In both cohorts, an older age at symptom onset tended to mean a shorter time to reach secondary progression. In addition, those with more intense severity scores tended to reach secondary progression faster. When analyzing the data by gender, the authors also noted a longer time to reach secondary progression in women than in men.

In general, those in the untreated historical cohort tended to reach secondary progression faster than those in the cohort receiving treatment, even when data were stratified by gender or severity index score.

A Cox-regression analysis of the gender-divided data confirmed the findings of the first analysis, showing complete remission and monofocal onset to diminish hazard ratio. Older age at symptom onset resulted in a higher hazard ratio.

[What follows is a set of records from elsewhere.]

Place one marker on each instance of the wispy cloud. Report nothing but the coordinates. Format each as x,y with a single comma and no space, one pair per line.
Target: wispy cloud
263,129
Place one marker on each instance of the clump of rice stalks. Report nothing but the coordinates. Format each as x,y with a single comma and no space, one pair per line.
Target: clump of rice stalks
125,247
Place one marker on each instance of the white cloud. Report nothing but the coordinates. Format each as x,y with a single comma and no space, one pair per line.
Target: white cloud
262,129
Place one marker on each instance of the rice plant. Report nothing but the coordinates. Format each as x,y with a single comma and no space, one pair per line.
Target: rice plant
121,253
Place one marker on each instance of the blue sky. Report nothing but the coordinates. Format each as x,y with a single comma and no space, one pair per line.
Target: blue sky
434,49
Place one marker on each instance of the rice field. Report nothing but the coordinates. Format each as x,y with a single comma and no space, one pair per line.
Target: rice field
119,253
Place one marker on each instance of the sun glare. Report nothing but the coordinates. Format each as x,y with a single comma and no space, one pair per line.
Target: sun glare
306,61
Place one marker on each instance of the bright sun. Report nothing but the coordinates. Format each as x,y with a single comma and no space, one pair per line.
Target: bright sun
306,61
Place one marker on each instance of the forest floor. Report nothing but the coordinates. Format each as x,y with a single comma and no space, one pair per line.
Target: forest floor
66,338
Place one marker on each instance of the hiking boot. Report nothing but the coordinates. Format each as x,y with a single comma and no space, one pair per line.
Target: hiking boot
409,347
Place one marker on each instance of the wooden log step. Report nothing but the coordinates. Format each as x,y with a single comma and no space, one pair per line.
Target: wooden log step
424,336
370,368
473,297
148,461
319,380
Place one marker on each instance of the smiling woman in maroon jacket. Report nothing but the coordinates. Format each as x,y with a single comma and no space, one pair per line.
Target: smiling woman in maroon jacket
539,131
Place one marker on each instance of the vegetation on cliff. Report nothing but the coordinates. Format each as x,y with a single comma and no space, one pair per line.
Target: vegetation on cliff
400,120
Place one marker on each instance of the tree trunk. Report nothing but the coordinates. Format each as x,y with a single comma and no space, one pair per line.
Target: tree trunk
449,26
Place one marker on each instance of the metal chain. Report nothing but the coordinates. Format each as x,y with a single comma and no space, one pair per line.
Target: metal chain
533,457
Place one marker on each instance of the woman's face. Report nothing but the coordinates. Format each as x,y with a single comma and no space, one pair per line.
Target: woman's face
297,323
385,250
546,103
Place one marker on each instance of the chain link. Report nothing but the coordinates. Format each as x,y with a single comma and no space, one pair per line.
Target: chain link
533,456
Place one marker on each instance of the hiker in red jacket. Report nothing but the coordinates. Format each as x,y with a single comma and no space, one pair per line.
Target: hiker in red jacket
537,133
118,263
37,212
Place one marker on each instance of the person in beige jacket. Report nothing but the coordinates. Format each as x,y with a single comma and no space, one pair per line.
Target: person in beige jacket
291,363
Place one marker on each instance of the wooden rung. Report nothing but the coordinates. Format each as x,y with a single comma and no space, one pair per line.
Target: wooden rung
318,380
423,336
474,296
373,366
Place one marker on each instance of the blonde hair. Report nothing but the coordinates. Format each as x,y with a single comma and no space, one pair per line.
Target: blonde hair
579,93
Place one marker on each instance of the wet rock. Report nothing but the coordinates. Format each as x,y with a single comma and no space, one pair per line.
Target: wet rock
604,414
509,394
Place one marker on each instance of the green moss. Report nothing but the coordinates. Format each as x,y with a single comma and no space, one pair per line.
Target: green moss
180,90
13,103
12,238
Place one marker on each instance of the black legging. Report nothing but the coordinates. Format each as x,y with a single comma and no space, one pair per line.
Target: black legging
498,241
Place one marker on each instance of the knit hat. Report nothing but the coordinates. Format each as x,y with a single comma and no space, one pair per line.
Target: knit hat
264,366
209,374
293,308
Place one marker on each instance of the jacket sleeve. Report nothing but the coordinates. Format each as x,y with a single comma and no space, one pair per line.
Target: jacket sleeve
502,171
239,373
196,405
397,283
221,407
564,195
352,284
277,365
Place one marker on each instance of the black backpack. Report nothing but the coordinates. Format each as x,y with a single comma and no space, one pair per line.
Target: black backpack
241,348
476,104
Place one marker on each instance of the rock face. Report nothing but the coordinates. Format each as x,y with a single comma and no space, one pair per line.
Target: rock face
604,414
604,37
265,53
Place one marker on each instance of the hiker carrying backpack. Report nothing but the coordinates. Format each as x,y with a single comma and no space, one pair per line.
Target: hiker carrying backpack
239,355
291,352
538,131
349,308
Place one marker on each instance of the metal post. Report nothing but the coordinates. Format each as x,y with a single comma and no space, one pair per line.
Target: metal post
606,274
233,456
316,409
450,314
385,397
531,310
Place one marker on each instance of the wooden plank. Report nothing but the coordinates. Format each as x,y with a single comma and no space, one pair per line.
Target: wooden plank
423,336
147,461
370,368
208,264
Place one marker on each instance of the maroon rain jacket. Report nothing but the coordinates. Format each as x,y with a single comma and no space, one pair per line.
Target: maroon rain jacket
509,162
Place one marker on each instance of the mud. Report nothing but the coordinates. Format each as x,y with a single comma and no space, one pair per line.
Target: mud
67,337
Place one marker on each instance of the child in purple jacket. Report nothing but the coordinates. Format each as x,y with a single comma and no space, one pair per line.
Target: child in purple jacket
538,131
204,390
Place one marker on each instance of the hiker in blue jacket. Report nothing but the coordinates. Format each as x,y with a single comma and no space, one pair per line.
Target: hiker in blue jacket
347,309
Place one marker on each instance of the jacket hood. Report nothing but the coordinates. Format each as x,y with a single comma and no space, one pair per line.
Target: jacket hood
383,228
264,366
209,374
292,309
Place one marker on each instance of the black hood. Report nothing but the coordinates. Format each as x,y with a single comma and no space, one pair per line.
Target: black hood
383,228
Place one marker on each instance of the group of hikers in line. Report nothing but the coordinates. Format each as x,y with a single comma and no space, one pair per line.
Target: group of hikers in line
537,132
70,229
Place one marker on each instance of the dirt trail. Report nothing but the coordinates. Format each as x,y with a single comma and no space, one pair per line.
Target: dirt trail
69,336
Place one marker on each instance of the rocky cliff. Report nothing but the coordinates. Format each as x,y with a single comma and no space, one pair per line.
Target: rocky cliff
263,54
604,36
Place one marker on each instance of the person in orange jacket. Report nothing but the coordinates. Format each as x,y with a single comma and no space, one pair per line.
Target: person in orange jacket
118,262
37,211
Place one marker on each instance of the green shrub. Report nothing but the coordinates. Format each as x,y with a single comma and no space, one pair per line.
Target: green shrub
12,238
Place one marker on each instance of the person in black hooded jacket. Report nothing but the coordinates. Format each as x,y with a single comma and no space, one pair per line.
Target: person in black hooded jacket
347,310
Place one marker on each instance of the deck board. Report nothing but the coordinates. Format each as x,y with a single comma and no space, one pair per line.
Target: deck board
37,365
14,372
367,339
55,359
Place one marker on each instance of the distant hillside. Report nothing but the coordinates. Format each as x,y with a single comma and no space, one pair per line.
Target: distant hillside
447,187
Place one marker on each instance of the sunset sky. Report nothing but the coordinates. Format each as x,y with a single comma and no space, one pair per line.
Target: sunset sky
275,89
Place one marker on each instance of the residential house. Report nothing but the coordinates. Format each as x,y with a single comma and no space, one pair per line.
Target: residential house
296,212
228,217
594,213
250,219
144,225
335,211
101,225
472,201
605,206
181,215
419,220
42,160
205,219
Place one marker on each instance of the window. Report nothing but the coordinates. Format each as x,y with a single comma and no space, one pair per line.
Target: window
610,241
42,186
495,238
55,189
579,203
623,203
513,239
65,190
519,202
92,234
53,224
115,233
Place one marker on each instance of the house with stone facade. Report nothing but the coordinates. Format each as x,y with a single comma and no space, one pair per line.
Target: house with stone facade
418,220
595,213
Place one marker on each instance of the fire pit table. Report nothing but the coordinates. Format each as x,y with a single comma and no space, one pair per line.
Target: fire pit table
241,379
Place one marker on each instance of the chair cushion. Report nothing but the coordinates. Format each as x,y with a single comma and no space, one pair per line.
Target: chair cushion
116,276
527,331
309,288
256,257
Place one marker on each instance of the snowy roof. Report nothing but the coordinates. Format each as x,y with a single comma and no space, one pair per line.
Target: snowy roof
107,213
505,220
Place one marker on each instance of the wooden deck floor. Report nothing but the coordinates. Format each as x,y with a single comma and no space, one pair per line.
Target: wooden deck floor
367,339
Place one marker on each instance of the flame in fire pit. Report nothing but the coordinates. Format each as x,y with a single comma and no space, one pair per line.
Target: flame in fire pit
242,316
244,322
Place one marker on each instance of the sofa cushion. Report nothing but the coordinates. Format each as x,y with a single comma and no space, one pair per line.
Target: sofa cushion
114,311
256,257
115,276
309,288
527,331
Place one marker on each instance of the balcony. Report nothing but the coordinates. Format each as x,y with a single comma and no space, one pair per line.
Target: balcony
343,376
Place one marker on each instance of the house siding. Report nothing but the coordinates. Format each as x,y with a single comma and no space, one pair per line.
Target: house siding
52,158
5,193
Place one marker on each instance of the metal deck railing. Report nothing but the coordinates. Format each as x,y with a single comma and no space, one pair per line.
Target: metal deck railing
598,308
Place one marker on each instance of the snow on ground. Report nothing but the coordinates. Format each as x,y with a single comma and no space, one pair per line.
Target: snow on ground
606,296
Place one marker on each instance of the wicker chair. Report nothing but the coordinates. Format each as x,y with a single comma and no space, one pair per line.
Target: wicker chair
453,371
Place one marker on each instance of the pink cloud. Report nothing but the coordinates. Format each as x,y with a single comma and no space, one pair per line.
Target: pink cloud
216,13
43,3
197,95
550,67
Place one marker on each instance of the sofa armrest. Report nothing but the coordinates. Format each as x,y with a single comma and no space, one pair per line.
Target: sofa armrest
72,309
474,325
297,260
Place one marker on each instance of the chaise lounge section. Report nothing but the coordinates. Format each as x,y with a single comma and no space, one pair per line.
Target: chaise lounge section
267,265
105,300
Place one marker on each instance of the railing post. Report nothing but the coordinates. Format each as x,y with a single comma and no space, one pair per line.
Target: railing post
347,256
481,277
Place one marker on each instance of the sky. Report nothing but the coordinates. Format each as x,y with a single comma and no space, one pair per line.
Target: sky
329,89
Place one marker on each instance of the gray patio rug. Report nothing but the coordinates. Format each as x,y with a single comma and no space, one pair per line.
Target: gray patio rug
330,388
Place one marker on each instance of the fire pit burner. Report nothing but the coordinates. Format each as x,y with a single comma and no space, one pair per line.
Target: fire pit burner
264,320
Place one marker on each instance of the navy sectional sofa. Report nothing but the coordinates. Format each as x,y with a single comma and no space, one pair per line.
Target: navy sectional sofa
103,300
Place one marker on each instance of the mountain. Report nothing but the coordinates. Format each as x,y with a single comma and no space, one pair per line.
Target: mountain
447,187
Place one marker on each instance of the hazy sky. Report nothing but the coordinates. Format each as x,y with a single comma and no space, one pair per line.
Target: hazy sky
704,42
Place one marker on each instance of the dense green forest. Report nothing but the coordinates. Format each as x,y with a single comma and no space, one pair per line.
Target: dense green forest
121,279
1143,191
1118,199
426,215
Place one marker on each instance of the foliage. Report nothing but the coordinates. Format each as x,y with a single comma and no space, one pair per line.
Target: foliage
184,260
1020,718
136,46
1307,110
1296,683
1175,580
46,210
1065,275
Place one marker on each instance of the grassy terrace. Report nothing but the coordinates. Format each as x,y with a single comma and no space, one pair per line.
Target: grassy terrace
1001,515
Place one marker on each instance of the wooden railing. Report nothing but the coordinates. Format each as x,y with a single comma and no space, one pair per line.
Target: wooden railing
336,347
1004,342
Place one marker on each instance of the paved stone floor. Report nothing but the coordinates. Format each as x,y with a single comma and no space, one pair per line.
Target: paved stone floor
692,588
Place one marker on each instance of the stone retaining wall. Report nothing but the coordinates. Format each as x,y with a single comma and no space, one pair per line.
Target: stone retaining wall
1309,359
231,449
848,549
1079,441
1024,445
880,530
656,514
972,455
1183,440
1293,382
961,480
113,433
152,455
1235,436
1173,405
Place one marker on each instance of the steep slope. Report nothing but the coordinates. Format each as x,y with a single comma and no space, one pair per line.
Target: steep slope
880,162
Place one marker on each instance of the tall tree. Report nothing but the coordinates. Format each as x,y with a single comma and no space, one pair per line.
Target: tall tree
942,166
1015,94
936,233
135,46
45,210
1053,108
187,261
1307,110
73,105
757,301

Although the analysis did not indicate a significant effect from treatment initiation time, both estimates showed a larger hazard ratio if treatment was delayed.

“We found there was a convincing ‘period effect,’ with a longer time to the onset of secondary progression in the contemporarily-treated than in the historical patient data,” the authors wrote. “. . . With a baseline of disease onset, we found no convincing evidence for a large imbalance between groups of à priori mild cases; therefore, part of the observed delay to the transition to secondary progression was probably due to the sustained effects of long-term treatment with first generation DMDs.”